Lentamente, el rumor dejó paso a un griterío frenético y confuso; las voces entremezcladas de aquel hombre y de otro más. Hablaban español, pero ella creía entender algunas palabras aisladas.

Habían mencionado varias veces un barco. ¿Es que la iban a llevar a algún barco? ¿Por qué? Y luego, luego, mencionaron a unos marineros.

Siguieron otras palabras que ella no pudo traducir, pero, después de dos o tres frases, empezó a comprender poco a poco.

«Marineros…, hombres hambrientos…, pesos, muchos pesos…, por mujeres como esta se puede pedir mucho…».

La sucia risotada le hizo daño en los oídos.

Llena de pánico, tiró de las ataduras y, entonces, el duro nudo se le clavó en la muñeca.

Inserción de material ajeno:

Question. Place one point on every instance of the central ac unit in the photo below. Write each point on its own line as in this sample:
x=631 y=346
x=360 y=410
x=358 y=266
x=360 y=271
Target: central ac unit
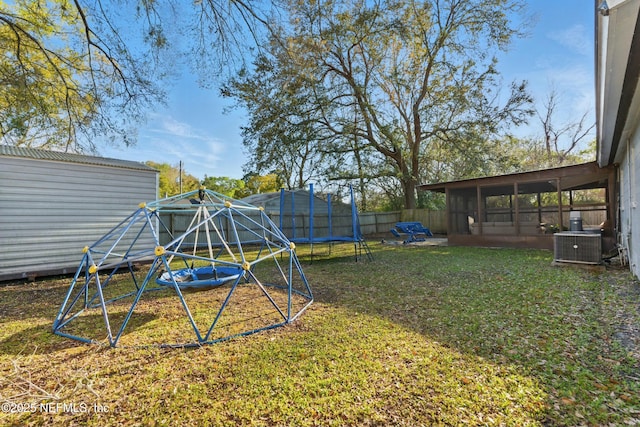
x=578 y=247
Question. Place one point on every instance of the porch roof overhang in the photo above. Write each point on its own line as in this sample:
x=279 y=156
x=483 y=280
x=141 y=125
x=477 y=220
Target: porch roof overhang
x=617 y=57
x=575 y=177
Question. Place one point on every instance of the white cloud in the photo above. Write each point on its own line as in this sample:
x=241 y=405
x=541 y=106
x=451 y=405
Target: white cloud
x=576 y=38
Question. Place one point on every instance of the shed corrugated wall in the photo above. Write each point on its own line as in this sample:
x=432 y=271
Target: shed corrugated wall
x=54 y=204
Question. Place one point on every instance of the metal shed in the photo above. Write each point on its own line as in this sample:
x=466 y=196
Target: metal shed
x=52 y=204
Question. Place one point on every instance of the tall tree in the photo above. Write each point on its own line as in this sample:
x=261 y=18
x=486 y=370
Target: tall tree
x=561 y=140
x=402 y=76
x=173 y=180
x=67 y=77
x=75 y=72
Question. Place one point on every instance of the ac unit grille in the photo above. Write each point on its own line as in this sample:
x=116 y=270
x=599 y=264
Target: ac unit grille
x=575 y=247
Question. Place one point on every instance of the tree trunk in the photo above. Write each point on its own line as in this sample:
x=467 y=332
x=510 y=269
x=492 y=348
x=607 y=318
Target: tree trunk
x=409 y=187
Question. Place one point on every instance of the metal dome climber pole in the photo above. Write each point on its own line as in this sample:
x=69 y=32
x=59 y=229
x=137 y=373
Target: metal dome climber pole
x=247 y=272
x=354 y=233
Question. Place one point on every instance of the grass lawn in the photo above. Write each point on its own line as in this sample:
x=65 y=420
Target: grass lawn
x=420 y=336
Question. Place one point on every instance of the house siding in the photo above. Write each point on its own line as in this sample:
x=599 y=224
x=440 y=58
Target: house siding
x=50 y=209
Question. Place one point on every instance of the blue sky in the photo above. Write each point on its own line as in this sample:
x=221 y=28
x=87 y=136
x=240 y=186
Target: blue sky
x=195 y=129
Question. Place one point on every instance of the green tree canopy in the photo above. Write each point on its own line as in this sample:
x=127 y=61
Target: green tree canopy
x=172 y=180
x=395 y=81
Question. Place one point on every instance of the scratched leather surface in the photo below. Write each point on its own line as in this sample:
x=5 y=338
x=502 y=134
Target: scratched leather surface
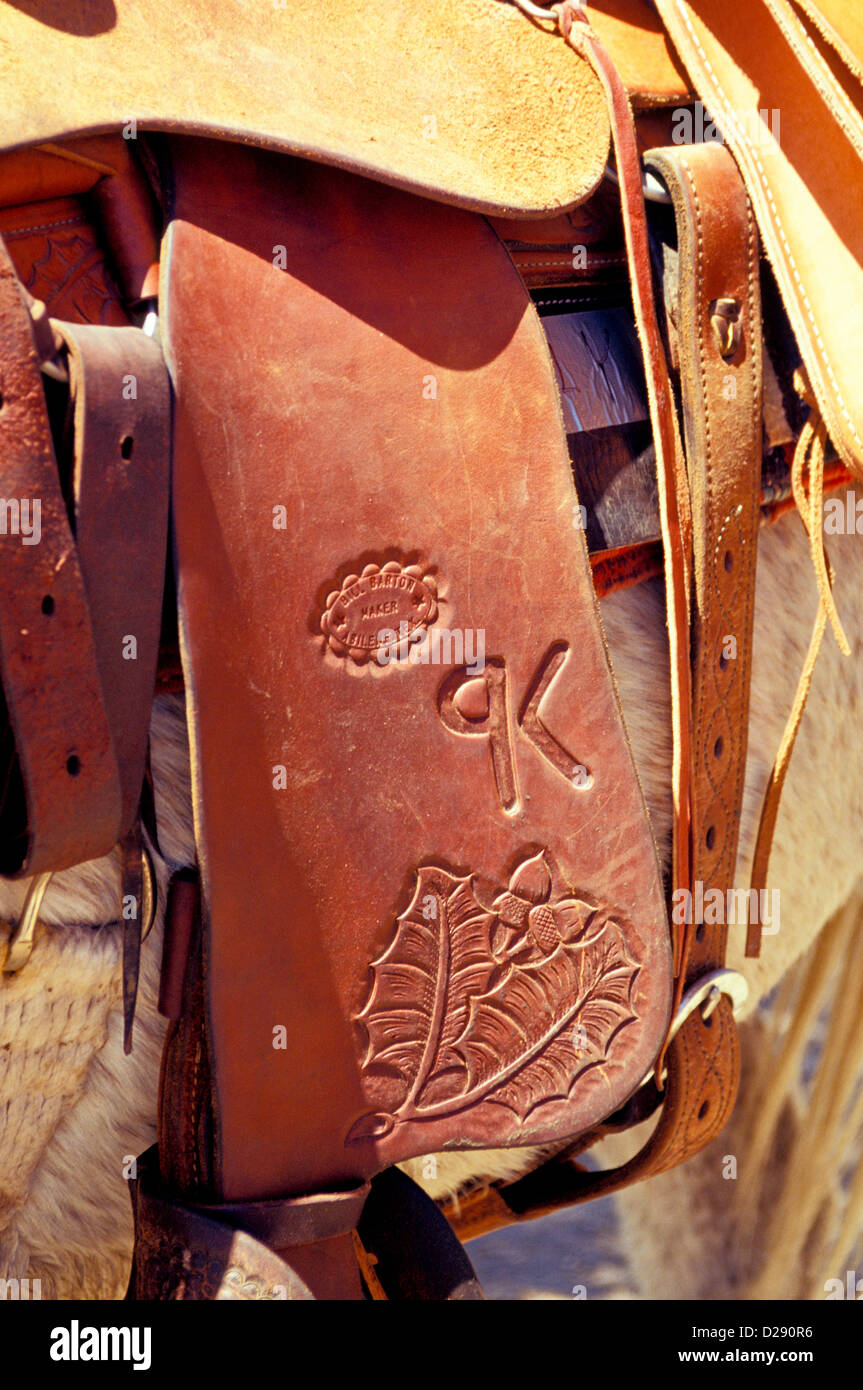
x=469 y=102
x=430 y=912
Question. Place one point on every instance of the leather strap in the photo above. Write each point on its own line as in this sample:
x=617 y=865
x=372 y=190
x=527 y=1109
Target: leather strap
x=720 y=388
x=191 y=1253
x=68 y=804
x=792 y=118
x=353 y=829
x=719 y=328
x=670 y=469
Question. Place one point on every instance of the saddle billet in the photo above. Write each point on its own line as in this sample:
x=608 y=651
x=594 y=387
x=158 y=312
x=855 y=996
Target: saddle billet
x=482 y=957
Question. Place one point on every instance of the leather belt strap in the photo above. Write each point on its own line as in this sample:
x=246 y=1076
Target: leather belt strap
x=417 y=862
x=670 y=469
x=68 y=806
x=121 y=413
x=720 y=373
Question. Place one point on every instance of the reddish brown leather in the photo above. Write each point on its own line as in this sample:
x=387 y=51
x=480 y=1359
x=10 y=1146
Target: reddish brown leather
x=121 y=455
x=803 y=174
x=392 y=776
x=721 y=410
x=721 y=406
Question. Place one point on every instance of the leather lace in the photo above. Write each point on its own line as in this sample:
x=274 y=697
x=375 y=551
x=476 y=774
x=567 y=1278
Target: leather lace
x=808 y=485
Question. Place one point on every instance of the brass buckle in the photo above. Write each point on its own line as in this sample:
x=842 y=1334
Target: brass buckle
x=20 y=945
x=21 y=941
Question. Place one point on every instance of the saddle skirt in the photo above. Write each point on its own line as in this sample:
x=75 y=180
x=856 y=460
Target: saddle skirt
x=428 y=911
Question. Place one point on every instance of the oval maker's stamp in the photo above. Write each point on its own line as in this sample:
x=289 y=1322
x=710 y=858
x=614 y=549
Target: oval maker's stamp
x=362 y=615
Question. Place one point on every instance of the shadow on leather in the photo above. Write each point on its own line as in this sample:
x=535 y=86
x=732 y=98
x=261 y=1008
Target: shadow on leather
x=85 y=20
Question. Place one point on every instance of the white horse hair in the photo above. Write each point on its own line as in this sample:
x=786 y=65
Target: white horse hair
x=75 y=1109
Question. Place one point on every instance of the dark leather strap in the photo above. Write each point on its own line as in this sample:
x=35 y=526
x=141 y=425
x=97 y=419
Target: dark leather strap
x=68 y=806
x=670 y=467
x=412 y=1246
x=121 y=474
x=719 y=328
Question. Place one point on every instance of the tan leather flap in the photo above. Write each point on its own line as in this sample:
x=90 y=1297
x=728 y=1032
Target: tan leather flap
x=798 y=139
x=467 y=102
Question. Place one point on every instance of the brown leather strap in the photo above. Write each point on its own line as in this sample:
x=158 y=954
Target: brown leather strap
x=719 y=327
x=424 y=804
x=121 y=416
x=670 y=470
x=191 y=1253
x=68 y=802
x=719 y=332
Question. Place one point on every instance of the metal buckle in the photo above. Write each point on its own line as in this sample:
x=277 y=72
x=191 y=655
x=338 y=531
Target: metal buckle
x=708 y=993
x=20 y=945
x=21 y=940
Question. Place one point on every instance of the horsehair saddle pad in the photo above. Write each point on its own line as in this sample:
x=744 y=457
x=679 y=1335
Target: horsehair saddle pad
x=457 y=916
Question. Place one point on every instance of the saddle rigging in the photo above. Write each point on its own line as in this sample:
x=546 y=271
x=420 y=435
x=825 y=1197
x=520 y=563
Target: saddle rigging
x=325 y=350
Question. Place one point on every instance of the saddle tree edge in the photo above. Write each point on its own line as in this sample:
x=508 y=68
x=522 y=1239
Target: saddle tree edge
x=410 y=827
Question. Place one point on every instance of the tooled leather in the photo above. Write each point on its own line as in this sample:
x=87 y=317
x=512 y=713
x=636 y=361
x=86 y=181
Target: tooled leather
x=724 y=462
x=809 y=232
x=350 y=987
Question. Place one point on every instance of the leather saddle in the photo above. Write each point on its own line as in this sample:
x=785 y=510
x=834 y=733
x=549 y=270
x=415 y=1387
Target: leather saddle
x=280 y=402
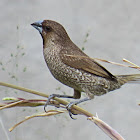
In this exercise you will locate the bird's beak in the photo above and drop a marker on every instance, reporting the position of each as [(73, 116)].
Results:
[(38, 25)]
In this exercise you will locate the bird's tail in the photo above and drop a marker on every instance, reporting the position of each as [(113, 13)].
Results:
[(132, 78)]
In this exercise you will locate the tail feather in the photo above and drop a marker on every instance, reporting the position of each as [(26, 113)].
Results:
[(132, 78)]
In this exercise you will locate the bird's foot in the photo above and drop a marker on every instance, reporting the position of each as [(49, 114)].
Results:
[(68, 107), (53, 96), (48, 101)]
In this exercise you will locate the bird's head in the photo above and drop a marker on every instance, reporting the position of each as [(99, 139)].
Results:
[(51, 30)]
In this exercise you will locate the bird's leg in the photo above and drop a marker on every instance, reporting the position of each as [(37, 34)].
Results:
[(75, 103), (53, 96), (77, 95)]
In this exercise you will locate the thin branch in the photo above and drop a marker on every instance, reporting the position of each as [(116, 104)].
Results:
[(63, 102)]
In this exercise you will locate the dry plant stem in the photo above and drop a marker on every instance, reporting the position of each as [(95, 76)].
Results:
[(49, 113), (114, 63), (82, 111), (12, 104)]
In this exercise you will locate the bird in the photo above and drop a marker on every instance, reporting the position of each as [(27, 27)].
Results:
[(73, 68)]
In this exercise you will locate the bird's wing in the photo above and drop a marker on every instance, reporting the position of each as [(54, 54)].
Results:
[(79, 60)]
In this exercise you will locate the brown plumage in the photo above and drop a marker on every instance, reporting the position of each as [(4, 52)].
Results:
[(72, 67)]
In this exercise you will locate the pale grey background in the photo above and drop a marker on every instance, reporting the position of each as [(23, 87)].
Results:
[(114, 33)]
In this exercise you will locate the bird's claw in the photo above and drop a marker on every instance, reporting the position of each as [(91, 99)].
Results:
[(47, 102)]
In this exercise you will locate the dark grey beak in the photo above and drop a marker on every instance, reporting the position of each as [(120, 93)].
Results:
[(38, 26)]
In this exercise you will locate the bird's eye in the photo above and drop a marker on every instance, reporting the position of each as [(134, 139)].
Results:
[(47, 28)]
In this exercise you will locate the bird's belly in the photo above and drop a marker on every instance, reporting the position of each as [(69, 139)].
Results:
[(79, 79)]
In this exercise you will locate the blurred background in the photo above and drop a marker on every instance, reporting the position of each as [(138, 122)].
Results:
[(106, 29)]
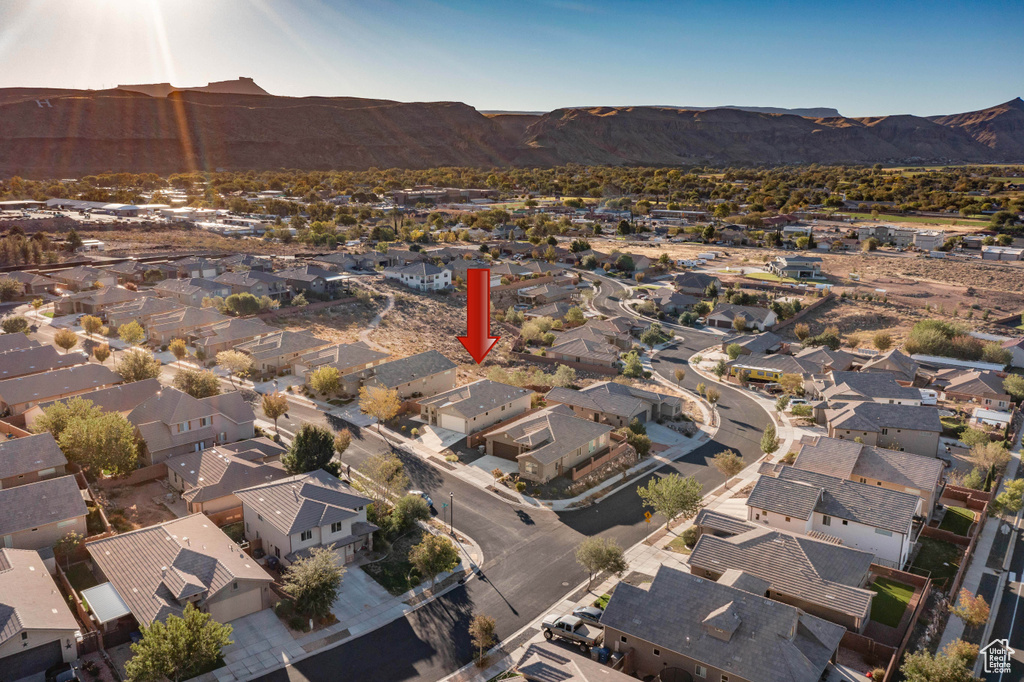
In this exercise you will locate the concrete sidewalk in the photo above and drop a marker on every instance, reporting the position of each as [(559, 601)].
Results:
[(977, 568)]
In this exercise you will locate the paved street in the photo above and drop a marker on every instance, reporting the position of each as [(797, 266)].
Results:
[(529, 562)]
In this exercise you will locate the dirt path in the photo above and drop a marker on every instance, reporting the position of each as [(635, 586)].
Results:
[(375, 323)]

Ahora sí que estaba segura de en qué manos había caído. En realidad, ni siquiera tenía por qué saber que existían lugares como aquel. Su madre nunca le había contado nada acerca de ellos y su padre tampoco, pero Jule sí que lo había mencionado. En cierta ocasión, había querido inculcarles a las chicas de la colonia que las mujeres debían aprender a defenderse solas en la vida. Al mismo tiempo, lamentaba que no tuvieran apenas posibilidades decentes de ganarse su propio dinero. A ellas nos les entregaban tierras propias y no les permitían estudiar… Solo para el burdel, para eso era para lo único que eran apropiadas, para el burdel.

Algún niño había preguntado a continuación qué era un burdel y Jule había respondido muy francamente hablándoles de Hamburgo y de algunas mujeres que vendían su cuerpo a los marineros, cuando estos, después de sus largos viajes, bajaban a tierra.

—¡Dios mío! —gimió Emilia.

Uno de los hombres se inclinó sonriente sobre ella. Era el que les había ofrecido su ayuda en el puerto.

Probablemente los había estado observando durante un buen rato, para cerciorarse de que estaban completamente solos y que, por lógica, no habría nadie que los buscara ni viniera a liberarlos.

—Puedes resistirte si quieres, muchachita —le dijo en alemán—. ¡Pero estarás agotada para cuando te entre el hambre!

¿Acaso lo había entendido bien? ¿Ese era el plan? ¿Dejarla morir hasta que ella estuviera dispuesta a entregarse a él y a muchos más?

A Emilia se le saltaron las lágrimas, pero la reacción de los hombres fue soltar una risotada burlona. Entonces tuvo la sensación de que jamás podría desterrar aquel sonido de sus oídos.